McMullin has a rare opportunity to shape the party’s intellectual future. Not having to worry about winning a primary or the general, he need not be tethered to past orthodoxy. He can blaze his own trail and craft his own platform. If he can at least strike a chord, he would be in the driver’s seat of the post-Trump Republican Party.
But his opening bid is dismal.
The issues page of Evan McMullin is just another example of Republican intellectual atrophy, as it is nearly bereft of issue positions.
McMullin is a former CIA operative, yet his national security page – a big subject! – is three sentences long, though you can find four more similarly empty sentences on the America’s Role in the World” – apparently it would have been unwieldy to consolidate the two pages and make people read seven sentences at once.

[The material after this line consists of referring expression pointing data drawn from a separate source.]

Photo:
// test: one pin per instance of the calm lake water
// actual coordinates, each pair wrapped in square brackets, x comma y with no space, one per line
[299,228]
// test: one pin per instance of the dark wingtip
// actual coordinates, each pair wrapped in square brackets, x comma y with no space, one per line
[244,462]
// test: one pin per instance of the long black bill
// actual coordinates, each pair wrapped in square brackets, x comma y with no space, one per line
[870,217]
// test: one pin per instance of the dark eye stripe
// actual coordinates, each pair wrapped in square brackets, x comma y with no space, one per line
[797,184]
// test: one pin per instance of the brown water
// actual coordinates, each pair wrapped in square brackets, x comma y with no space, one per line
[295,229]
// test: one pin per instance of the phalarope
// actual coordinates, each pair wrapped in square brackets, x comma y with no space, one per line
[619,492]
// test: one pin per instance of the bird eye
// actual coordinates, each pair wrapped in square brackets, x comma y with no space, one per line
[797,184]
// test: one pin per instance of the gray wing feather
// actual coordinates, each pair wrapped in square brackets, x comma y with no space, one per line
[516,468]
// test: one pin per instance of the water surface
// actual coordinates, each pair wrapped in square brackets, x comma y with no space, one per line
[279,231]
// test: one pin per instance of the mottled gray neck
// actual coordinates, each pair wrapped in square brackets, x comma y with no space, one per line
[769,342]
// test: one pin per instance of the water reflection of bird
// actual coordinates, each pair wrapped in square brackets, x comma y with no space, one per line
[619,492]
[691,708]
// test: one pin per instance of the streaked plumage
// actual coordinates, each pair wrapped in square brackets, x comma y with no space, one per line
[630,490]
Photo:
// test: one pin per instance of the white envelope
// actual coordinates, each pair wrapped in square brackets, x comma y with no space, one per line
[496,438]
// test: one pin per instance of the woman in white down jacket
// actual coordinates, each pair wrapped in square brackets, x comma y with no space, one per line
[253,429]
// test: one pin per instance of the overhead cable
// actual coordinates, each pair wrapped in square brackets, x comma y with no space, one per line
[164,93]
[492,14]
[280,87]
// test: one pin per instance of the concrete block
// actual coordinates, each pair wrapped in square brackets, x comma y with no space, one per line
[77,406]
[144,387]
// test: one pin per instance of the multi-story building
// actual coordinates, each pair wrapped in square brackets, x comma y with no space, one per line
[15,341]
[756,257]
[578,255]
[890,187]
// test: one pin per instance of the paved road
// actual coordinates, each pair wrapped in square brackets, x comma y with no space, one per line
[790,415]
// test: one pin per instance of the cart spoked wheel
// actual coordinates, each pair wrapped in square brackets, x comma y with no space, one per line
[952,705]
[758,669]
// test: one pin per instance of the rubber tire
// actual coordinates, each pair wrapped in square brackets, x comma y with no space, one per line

His “Jobs and the Economy” page is one sentence longer, offering the Bush-era conservative platitudes that “our tax code should be lean, simple and encourage investment here at home. Government regulations should be reduced to foster a dynamic economy.”
The only thing notable about the Health care page is that it doesn’t mention the word “repeal.” But rest assured, he believes “Obamacare has failed.” What would he do instead? Put “patients, families, and doctors at the heart of health care.” Even Donald Trump has a more detailed health care plan than that!
This is how bad the intellectual rot is inside the conservative movement and Republican Party. Even its alternative to Trump has little of substance to offer. This was true in the primary and remains true today.
Maybe he’ll beef up his policy proposals before Election Day, but he doesn’t have much time; the election is less than 90 days away. And if you’re going to jump in the race this late, you need to hit the ground running. In the battle of ideas, McMullin has only hit the ground.